Le marasme dans lequel les Canadiens de Montréal sont embourbés depuis deux matchs est-il annonciateur du début d’une longue léthargie comme cela a été trop souvent le cas la saison dernière? Il est impossible de prédire l’avenir, mais l’entraîneur-chef Martin St-Louis s’est porté à la défense de son équipe, après qu’elle se soit inclinée 7-0 contre les Stars de Dallas jeudi soir au Centre Bell, en disant qu’elle avait mieux joué que le score ne l’indique.
« C’était une “game” bizarre ce soir. Nous avons perdu 7-0, mais c’était une “game” bizarre. Je dois relativiser les choses et essayer de comprendre ce qui s’est passé ce soir, a dit St-Louis après la défaite, également la quatrième en cinq matchs du CH. C’est certain que ce n’est pas du tout plaisant de se faire laver à la maison, mais nous étions meilleurs que ça. »
Le premier but des Stars a beau avoir été inscrit en supériorité numérique et le deuxième après un bond favorable, reste qu’il est extrêmement complexe à percevoir du positif dans la prestation de l’équipe, même si elle a dominé 21-18 au chapitre des chances de marquer.
Le gardien de but des visiteurs, Casey DeSmith, a réalisé quelques arrêts à des moments opportuns, mais il n’a jamais été véritablement mis à l’épreuve sur les 23 lancers qu’il a reçus.
Un peu comme cela avait été le cas après le revers de 5-1 face aux Kings de Los Angeles mardi, l’entraîneur-chef a noté un manque d’exécution qui ne pardonne simplement pas.
« Nous avons récemment perdu notre “mojo”, a déploré St-Louis. Les jeux sont là, mais nous manquons d’exécution et l’adversaire en profite ensuite. Il est encore trop tôt pour dire ce qui cloche, mais il faut voir où nous pouvons serrer les choses. Cette ligue-là demande de l’exécution, mais c’est certain que j’ai vu qu’elle a beaucoup baissé ces derniers temps.

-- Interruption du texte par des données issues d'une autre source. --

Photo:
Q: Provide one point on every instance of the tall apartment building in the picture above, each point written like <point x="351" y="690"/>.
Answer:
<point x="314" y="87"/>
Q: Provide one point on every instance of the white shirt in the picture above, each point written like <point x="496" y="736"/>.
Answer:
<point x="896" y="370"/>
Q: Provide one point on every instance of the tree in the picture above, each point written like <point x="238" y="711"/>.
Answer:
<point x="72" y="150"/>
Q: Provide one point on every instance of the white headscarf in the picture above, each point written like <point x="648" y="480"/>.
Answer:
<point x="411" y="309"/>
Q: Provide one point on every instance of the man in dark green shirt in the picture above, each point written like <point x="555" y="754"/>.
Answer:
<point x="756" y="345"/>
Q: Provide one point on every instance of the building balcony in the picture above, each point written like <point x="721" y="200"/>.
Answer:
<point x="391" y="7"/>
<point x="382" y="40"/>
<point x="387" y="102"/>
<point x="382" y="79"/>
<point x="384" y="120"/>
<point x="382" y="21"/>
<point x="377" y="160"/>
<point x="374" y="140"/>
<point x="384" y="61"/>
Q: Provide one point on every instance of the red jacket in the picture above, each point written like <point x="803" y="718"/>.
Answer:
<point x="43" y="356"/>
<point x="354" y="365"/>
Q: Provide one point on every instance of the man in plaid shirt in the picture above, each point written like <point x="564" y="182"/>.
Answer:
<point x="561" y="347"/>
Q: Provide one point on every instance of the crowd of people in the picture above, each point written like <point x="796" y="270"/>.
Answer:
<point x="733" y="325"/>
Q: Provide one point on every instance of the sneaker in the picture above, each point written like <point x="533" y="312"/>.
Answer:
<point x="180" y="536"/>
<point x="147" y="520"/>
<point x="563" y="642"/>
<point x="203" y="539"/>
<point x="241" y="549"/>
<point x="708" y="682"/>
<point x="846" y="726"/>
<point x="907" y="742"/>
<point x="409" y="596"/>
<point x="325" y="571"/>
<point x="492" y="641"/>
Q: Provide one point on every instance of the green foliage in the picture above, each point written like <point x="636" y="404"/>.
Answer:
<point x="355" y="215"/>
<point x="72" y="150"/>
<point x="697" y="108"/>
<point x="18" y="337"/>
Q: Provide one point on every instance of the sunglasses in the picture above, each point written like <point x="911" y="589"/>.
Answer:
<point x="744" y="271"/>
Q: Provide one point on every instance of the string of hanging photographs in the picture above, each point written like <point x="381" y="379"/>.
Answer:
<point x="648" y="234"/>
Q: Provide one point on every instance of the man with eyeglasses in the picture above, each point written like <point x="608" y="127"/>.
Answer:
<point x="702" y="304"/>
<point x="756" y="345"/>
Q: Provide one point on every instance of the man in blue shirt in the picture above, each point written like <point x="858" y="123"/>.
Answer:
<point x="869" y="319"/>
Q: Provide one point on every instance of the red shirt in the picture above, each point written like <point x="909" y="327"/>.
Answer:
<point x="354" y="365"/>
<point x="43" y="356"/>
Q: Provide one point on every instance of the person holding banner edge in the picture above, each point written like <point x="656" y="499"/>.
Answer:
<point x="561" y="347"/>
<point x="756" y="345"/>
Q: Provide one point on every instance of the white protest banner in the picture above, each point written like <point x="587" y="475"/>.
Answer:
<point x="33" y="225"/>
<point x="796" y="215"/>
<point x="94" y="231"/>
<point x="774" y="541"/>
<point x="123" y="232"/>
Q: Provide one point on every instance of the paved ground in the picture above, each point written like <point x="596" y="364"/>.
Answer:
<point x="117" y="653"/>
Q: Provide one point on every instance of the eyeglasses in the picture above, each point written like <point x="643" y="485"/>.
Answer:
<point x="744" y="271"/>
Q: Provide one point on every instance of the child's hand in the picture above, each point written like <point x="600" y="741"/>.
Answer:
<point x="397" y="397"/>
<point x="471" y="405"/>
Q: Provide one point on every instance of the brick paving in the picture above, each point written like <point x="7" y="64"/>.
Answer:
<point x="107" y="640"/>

« Il faut retrouver notre confiance et ça commence avec une bonne préparation. Toutefois, le calendrier est chargé et nous ne pratiquons pas tant que ça. Comme entraîneur, j’essaie de donner confiance aux joueurs, mais c’est un travail qui commence individuellement. Il faut y aller un jour à la fois. Il n’y a pas de pilule magique. Nous sommes juste bloqués. »
Comme il l’avait fait mardi, le capitaine Nick Suzuki est encore une fois venu répondre aux questions des journalistes et a rapidement avoué que le club traverse une mauvaise passe.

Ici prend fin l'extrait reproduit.